Sneha Biswas | Mar 15, 2020, 09:00 IST
Struggling with recalling your memories from the past? Here’s a new effective way to remember things better. Study finds some eye movements can help the brain cells to capture details of the event for a longer period. This occurs because of the visual’s long term impact on the brain.
Published in the journal PNAS, the research conducted by a group of experts concluded the strong link between eye movements and memory retrieval. According to the researchers, it is a part of human nature to move their eyes to similar directions of the incident while trying to recall the memories.
The observation included a group of participants who were asked to recall images while staring at a blank screen. The experiment observed how participant’s eye movements changed in the same direction where they initially have seen the picture for the first time. Surprisingly, eye movement helped people to accurately identify the correct answer.

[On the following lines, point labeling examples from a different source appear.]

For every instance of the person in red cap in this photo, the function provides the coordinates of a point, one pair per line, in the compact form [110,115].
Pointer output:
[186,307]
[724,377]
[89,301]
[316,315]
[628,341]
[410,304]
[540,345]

Later, the team of researchers repeated the same experiment with moderately ‘degraded’ to 80 percent altered versions of the same images for a better understanding of the brain. However, some participants could recall the exact image using the same eye movement technique.
Bradley Buchsbaum, senior scientist at Baycrest Center’s Rotman Research Institute (RRI) of Canada added, “The brain compares important characteristics of what we are seeing to a mental picture in our memory, and it identifies the two as the same.”
When we see a picture, a face or something else that we have already seen, our eyes tend to look at the same locations as they did the first time,” Buchsbaum explained.
It is being hoped that this finding might help to discover ways of assessing memory in humans. It can also improvise the traditional model of diagnosing memory-related disorders, such as dementia, where verbal methods are still being practiced. More tests are to be conducted for further investigation on how one simple eye movement can help to retrieve the memory.